A maggio 2018 sulla Terra si registrava un nuovo record: la presenza di anidride carbonica nell’aria non era così alta da 800mila anni. Esatto, 800mila. La strada da intraprendere è una sola: ridurre le emissioni per fare in modo che la temperatura media sul nostro pianeta non aumenti oltre due gradi rispetto ai livelli preindustriali. E’ l’obiettivo che si prefigge anche l’accordo firmato a Parigi, il cosiddetto Cop21.
Ma mentre alcuni Stati provano a trovare soluzioni per ridurre i livelli di CO2, alcuni ricercatori provano a utilizzarla come risorsa. In particolare, un team del Massachusetts Institute of Technology (Mit) nel 2017 ha creato una membrana per ottenere carburante aspirando l’aria, mentre lo scorso giugno un’azienda canadese ha deciso di pubblicare uno studio dove i suoi ricercatori mostravano come i costi di questo procedimento potrebbero essere abbattuti di sei volte rispetto alle stime iniziali.
Con una membrana, ottenuta da un composto di lantanio, calcio e ossido di ferro, le emissioni di una centrale elettrica possono diventare carburante per automobili. In pratica, scinde l’ossigeno contenuto in un flusso di vapore di CO2 e isola il monossido di carbonio (CO). Aggiungendo acqua o idrogeno, si ottiene un carburante liquido. La mente del progetto sono due ricercatori del Mit, Xiao-Yu Wu e Ahmed Ghoniem, che prevedono di utilizzare la loro creazione soprattutto per le emissioni della grandi centrali elettriche. E c’è una ragione precisa.
Serve molto calore, cioè una temperatura di 990 gradi, perché la scissione avvenga. Perciò, per non rendere vano il tentativo di produrre carburante ecosostenibile, i due prevedono di utilizzare quello disperso da una centrale. Inoltre, l’ossigeno passa attraverso la membrana solo se è attirato. La soluzione sarebbe far fluire al di là di questa anche sostanza ossidabili, come idrogeno e metano, che svolgano questo compito.
Fino a giugno 2018 si pensava che un sistema di estrazione di carburante dall’anidride carbonica rappresentasse un futuro abbastanza lontano, perché i costi erano sempre troppo elevati.

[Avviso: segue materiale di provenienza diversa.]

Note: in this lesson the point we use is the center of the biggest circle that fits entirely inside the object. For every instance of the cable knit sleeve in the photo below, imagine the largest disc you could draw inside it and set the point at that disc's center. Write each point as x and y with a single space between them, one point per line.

Poi è arrivato uno studio dei ricercatori dell’azienda canadese Carbon Engineering, pubblicato sulla rivista Joule.
Viene preso in esame il metodo della DAC (Direct Air Capture), diverso dalla membrana del Mit. Immagina grandi ventole che aspirano l’aria e un meccanismo che separa la CO2 dall’ossigeno e la stabilizza con una soluzione alcalina. Quello che si ottiene, viene iniettato sottoterra, per lo stoccaggio. Il processo si chiama infatti Capture and Storage, cattura e stoccaggio. Il prodotto immagazzinato può diventare carburante fossile sintetico, che non produce nuove emissioni perché utilizza l’anidride carbonica già emessa nell’aria in precedenza. Una sorta di riciclo di CO2.

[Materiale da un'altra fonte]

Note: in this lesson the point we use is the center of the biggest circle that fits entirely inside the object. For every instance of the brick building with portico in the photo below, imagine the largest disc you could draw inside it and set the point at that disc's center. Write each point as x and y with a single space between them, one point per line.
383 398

La rivista Focus si è concentrata sui costi: si partiva da una stima di 600 dollari per ogni tonnellata di anidride carbonica aspirata. Ma l’impianto pilota della Carbon Engineering, installato nello stato canadese della British Columbia, fa scendere le cifre a un valore compreso fra i 94 e i 232 dollari. L’anidride carbonica stoccata può essere trasformata in vari tipi di combustibile al costo di un dollaro al litro. Tutto un altro livello di sostenibilità, insomma. Grazie a questo studio, si è ipotizzato che un sistema del genere potrebbe entrare effettivamente a regime già nel 2021.
Dal 2017 in Europa esiste un impianto con le stesse finalità. Lo ha installato su un inceneritore vicino a Zurigo l’azienda svizzera Climeworks, che stima di rimuovere 900 tonnellate di CO2 all’anno dall’atmosfera. Il funzionamento è più simile a quello della membrana del Mit, perché è costituito da un insieme di filtri che aspirano l’aria e catturano l’anidride carbonica. L’energia che serve per farlo funzionare arriva direttamente dall’inceneritore. Chi lo ha ideato, voleva arrivare a rimuovere l’1% delle emissioni prodotte dall’uomo entro il 2024, ma strada facendo è emerso chiaramente che le potenzialità di un singolo impianto sono ridotte e ne servirebbero almeno 250mila per raggiungere l’obiettivo.